Apps should be added with qt_internal_add_app.
Starting with Qt 6.2.4 and Qt 6.3.0, a non-developer-build of Qt by default sets CMAKE_MESSAGE_LOG_LEVEL to NOTICE. To restore the more verbose output either configure Qt with -DCMAKE_MESSAGE_LOG_LEVEL=STATUS or --log-level=STATUS.
$ cmake /my/project/sources --log-level=STATUS
$ configure ...more options... -- --log-level=STATUS
Reporting build system issues
If you encounter an issue building Qt or your own project that uses Qt, please provide the following general information as well as any additional information as requested below:
- Operating system used:
- Target platform:
- Qt configure line / project configure line:
- Qt version / branch:
- CMake version:
- Ninja version:
- qmake version:
- Compiler version:
- macOS / iOS Xcode version:
- Android NDK / SDK version:
- WebAssembly Emscripten version:
Ninja: somethings rebuilds when it shouldn't
Try to replicate the scenario one more time, but make sure to add the -d explain flag when calling ninja.
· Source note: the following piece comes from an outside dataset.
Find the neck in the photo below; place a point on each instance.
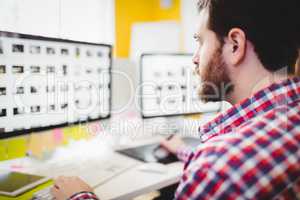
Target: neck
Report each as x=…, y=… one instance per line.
x=248, y=85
Share the standard output.
If Qt fails to configure
Follow the steps at CMake trace file, share the trace file, the CMakeCache.txt file and the stdout of running configure/cmake.
If Qt fails to build
Share the standard output of the build failure and the full command line of the failed build step.
If a CMake project fails to configure
Share your project CMakeLists.txt files, follow the steps at CMake trace file, share the trace file, CMakeCache.txt file and the stdout of running CMake.
If a qmake project fails to configure
Share your project .pro/pri files, follow the steps at qmake trace file, share the trace file and the stdout of running qmake.